This invention relates to transducers, and particularly to electroacoustic, acoustoelectric, electromechanic, and mechanoelectric piezopolymer transducers, such as microphones, earphones, and loudspeakers for use in telephony and electrical communications, in broadcast, television and home recording applications, and other fields.
Piezopolymer transducers generally utilize a polymer-membrane sheet such as polyvinylidenefluoride composed of chain molecules with repeat units of CF.sub.2 CH.sub.2 referred to as PVDF or PVF.sub.2, polyvinylfluoride, polyvinylchloride, etc., as the piezoelectric material. Each face of the membrane or sheet is metallized for the application of potentials thereacross. In common with other piezoelectric devices, an electric field created by potentials across the electrodes formed by the metallization on the membrane surfaces produce distortions or other changes in the shape of the membrane material. Conversely, changing the shape of the membrane material produces an electric field detectable by connection to the electrodes.

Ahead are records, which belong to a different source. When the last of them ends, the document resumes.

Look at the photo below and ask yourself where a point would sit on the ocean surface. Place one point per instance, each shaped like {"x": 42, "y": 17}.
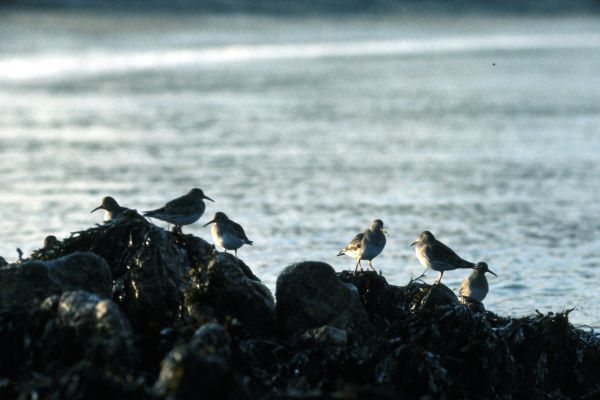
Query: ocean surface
{"x": 482, "y": 129}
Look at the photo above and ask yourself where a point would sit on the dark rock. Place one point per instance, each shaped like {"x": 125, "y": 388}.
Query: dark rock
{"x": 433, "y": 296}
{"x": 326, "y": 335}
{"x": 31, "y": 282}
{"x": 223, "y": 289}
{"x": 149, "y": 265}
{"x": 98, "y": 326}
{"x": 200, "y": 368}
{"x": 309, "y": 295}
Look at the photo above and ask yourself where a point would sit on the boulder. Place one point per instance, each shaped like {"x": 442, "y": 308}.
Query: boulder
{"x": 309, "y": 294}
{"x": 31, "y": 282}
{"x": 200, "y": 368}
{"x": 223, "y": 289}
{"x": 101, "y": 332}
{"x": 150, "y": 267}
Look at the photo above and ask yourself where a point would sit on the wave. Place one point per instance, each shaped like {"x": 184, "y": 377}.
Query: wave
{"x": 316, "y": 6}
{"x": 107, "y": 61}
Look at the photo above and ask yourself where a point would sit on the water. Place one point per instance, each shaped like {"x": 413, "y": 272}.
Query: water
{"x": 484, "y": 130}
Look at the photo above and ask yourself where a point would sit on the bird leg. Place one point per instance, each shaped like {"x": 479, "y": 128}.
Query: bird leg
{"x": 440, "y": 278}
{"x": 371, "y": 265}
{"x": 356, "y": 267}
{"x": 420, "y": 276}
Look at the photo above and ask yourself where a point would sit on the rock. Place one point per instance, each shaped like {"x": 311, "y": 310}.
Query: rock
{"x": 200, "y": 368}
{"x": 433, "y": 295}
{"x": 472, "y": 304}
{"x": 309, "y": 295}
{"x": 326, "y": 335}
{"x": 33, "y": 281}
{"x": 149, "y": 265}
{"x": 223, "y": 289}
{"x": 77, "y": 345}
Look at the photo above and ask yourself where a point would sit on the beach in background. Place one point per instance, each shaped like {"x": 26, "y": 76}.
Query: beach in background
{"x": 482, "y": 128}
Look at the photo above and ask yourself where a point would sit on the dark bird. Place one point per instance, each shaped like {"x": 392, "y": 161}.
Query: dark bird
{"x": 227, "y": 233}
{"x": 183, "y": 210}
{"x": 436, "y": 255}
{"x": 366, "y": 245}
{"x": 112, "y": 209}
{"x": 475, "y": 287}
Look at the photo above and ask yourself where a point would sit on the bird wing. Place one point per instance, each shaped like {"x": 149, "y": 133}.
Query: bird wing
{"x": 464, "y": 287}
{"x": 355, "y": 243}
{"x": 439, "y": 251}
{"x": 239, "y": 232}
{"x": 180, "y": 205}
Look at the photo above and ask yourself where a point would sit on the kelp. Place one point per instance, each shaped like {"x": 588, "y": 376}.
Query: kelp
{"x": 201, "y": 322}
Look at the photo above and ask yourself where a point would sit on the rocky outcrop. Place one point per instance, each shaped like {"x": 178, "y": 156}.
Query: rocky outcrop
{"x": 153, "y": 314}
{"x": 309, "y": 294}
{"x": 223, "y": 289}
{"x": 33, "y": 281}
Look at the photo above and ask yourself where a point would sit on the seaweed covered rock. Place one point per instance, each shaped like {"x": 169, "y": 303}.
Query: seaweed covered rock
{"x": 75, "y": 345}
{"x": 224, "y": 288}
{"x": 149, "y": 266}
{"x": 309, "y": 295}
{"x": 33, "y": 281}
{"x": 201, "y": 368}
{"x": 101, "y": 332}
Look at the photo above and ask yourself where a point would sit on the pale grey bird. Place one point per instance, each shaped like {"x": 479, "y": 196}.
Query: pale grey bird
{"x": 183, "y": 210}
{"x": 436, "y": 255}
{"x": 475, "y": 287}
{"x": 227, "y": 233}
{"x": 112, "y": 209}
{"x": 366, "y": 245}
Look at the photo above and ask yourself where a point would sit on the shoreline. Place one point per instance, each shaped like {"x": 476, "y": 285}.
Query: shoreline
{"x": 129, "y": 309}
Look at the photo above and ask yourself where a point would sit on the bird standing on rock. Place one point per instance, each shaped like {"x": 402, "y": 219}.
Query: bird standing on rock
{"x": 366, "y": 245}
{"x": 436, "y": 255}
{"x": 227, "y": 233}
{"x": 112, "y": 209}
{"x": 183, "y": 210}
{"x": 475, "y": 287}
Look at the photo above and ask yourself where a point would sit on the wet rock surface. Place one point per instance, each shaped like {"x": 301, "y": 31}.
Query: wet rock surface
{"x": 309, "y": 295}
{"x": 129, "y": 310}
{"x": 33, "y": 281}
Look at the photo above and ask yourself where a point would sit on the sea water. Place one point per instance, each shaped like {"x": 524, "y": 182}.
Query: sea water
{"x": 482, "y": 129}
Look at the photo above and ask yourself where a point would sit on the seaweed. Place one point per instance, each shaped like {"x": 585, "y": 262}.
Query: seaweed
{"x": 202, "y": 324}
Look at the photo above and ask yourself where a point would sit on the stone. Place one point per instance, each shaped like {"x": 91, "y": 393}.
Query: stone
{"x": 309, "y": 295}
{"x": 32, "y": 281}
{"x": 225, "y": 290}
{"x": 200, "y": 368}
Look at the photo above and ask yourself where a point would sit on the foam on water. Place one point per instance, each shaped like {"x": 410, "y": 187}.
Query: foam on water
{"x": 105, "y": 61}
{"x": 483, "y": 130}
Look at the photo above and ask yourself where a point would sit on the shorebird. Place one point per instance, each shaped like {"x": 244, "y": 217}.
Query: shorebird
{"x": 183, "y": 210}
{"x": 436, "y": 255}
{"x": 49, "y": 242}
{"x": 474, "y": 287}
{"x": 111, "y": 208}
{"x": 366, "y": 245}
{"x": 227, "y": 233}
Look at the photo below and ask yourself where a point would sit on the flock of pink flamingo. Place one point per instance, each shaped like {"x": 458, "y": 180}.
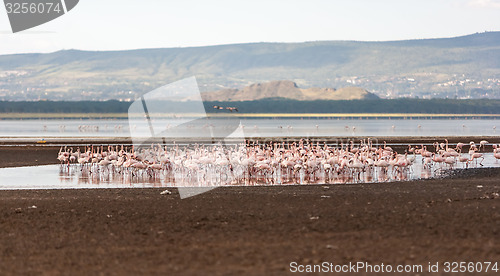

Piezopolymer transducers constructed on the basis of the Bender principle are composed of a metallized polymer film of the type mentioned which is then curved and clamped at the edge. The purpose of the curvature is to achieve a desired linearity of transduction and proper matching between the transducer and the surrounding medium, e.g., air. Two methods of achieving the necessary curvature of the membrane have been suggested. One of these involves stretching the piezopolymer membrane over a spherical or other convex piece of foam rubber. This is described by M. Tamura, et al., in "Electroacoustic Transducers With Piezoelectric Films", in the journal of the Audio Engineering Society, Volume 23, page 21, (1975). According to another suggestion, the piezopolymer membranes were self-supported and achieved the advantage of higher sensitivity, particularly at lower temperatures. This is disclosed by R. Lerch in the article "Electroacoustic Transducers Using Piezoelectric Polyvinylidenefluoride Films" in J. Acoust. Soc. Am 66, 952 (1979). However, such transducers have a number of disadvantages.
The expected production tolerances and variations with foam rubber backings or with self-supported membranes are sufficiently high to significantly affect the membrane geometry. On the other hand, the membrane geometry substantially influences the sensitivity of such transducers. As a result, it is difficult to reproduce sensitivities, i.e., conversion factors, among transducers. Also, long term exposure to heat and other conditions may create undesired geometric deformations of the membrane and result in change of conversion factor over the age of a single transducer.
Therefore, piezopolymer transducers with foam rubber backing or self-supported transducers of this type exhibit lack of uniformity in production from the inherently large production tolerances or suffer from relatively poor long term stability. In addition, disadvantageous frequency shifts of resonances occur with devices of this type.
An object of the present invention is to eliminate the aforementioned drawbacks of such piezopolymer transducers.
Another object of the invention is to achieve better than hitherto available transduction from mechanical to electrical signals and vice versa with piezopolymer transducers.